Bochum/Essen. Eine Flüchtlingsfamilie aus Aserbaidschan kämpft in Bochum gegen die Abschiebung. Ihr Sohn (4) ist lebensbedrohlich erkrankt. Es gibt Hoffnung.
Eine in Bochum lebende Familie aus Aserbaidschan stemmt sich gegen ihre Abschiebung. Der vierjährige Sohn ist lebensbedrohlich erkrankt. Eine Rückführung in sein Heimatland könne sein Todesurteil bedeuten, warnen die behandelnden Ärzte. Die Zeichen stehen offenbar gut: Die Stadt signalisiert eine Duldung.
„Ich kämpfe für meinen Sohn“, sagt Azer Abuzerov. 2016 verließ der 32-Jährige mit seiner Frau Seadet (24) und seinen beiden Söhnen Aserbaidschan. Aus den Gründen macht der Familienvater keinen Hehl. Alibaba (heute 4) leidet seit seiner Geburt an Thalassämie: ein hierzulande seltener Gendefekt, der bei unzureichender Behandlung zu einer massiven Blutarmut, in der Folge zu Tumoren und Organversagen führt. In Aserbaidschan würde sein Junge „heute wohl nicht mehr leben“, glaubt Azer Abuzerov. Die Flucht der Familie nach Deutschland sei für den damals einjährigen Alibaba „die einzige Chance“ gewesen.
Junge wird in der Uni-Klinik Essen versorgt
In der Uni-Klinik Essen wird Alibaba seither medizinisch versorgt. Im vergangenen Januar erfolgte hier eine Knochenmark-Transplantation. „Das ist die einzige Methode, die Krankheit zu heilen“, erklärt der Direktor der Kinderklinik, Prof. Dirk Reinhardt. Es kam zu Komplikationen. Im Mai musste Alibaba nochmals für zehn Tage stationär aufgenommen werden. Aktuell fahren die Eltern mit ihrem Kind zweimal pro Woche nach Essen. Die Nachsorge u.a. mit Bluttransfusionen werde „noch mindestens ein Jahr“ in Anspruch nehmen, so Reinhardt. Dies sei für Alibaba lebenswichtig: „Diese Form der (...) Nachbehandlung ist im Heimatland nicht zu gewährleisten. Ohne diese Behandlung würde der Patient mit hoher Wahrscheinlichkeit versterben“, heißt es in einer Bescheinigung der Uni-Klinik. Es sei „absolut erforderlich“, dass es zu keiner Ausreise kommt, bekräftigt der Direktor.
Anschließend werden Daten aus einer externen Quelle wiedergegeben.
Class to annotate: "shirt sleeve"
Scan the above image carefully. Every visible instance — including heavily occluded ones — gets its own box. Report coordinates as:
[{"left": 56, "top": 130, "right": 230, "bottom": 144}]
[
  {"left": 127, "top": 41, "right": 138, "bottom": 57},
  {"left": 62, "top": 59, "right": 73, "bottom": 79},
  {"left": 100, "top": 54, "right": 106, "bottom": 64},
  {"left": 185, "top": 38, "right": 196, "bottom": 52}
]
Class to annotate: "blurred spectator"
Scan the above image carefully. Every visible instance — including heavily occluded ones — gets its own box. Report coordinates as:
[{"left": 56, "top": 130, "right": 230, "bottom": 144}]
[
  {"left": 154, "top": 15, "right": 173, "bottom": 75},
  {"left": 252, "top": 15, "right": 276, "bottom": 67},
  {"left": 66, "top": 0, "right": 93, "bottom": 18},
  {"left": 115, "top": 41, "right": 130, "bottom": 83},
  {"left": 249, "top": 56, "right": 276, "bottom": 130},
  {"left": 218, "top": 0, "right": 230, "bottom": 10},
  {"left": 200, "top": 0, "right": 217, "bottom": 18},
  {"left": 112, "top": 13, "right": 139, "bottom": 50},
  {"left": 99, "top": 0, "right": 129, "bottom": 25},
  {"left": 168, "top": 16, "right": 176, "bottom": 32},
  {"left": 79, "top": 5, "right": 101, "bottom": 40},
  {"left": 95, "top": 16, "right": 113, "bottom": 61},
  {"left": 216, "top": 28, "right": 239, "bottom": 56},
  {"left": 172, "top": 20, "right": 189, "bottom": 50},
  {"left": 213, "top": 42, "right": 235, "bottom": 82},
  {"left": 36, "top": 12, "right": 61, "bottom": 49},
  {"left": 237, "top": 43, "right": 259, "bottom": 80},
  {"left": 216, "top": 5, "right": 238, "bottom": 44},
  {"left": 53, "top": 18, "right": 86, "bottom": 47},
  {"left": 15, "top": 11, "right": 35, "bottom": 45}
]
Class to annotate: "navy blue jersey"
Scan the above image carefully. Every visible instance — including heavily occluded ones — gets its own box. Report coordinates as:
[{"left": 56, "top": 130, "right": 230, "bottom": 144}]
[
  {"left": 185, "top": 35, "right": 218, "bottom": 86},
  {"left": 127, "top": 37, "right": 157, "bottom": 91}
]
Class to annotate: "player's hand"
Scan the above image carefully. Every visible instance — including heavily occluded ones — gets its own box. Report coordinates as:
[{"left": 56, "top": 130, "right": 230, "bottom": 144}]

Gleichwohl muss die Familie bangen. Das Asylverfahren war bereits im August 2018 in letzter Instanz abgeschlossen worden. Der Asylantrag wurde vom Bundesamt als „offensichtlich unbegründet“ abgelehnt. Am 13. Juni endete die Ausreisefrist. Sonst komme es zur Abschiebung, drohte das Ausländerbüro zuletzt Mitte Mai.
Zeichen im Bochumer Rathaus stehen auf Duldung
Das versetzt die in Höntrop lebende Familie in Panik. „Zumindest mein Sohn muss in Deutschland bleiben. Aber er ist doch erst vier und braucht uns!“, fleht Azer Abuzerov im WAZ-Gespräch. Jetzt gibt es Entwarnung. Während des Asylverfahrens sei es mutmaßlich versäumt worden, ärztliche Atteste für Alibaba vorzulegen, heißt es auf Nachfrage im Rathaus. Tatsächlich stammt die der WAZ vorliegende Bescheinigung der Klinik erst vom 17. Mai.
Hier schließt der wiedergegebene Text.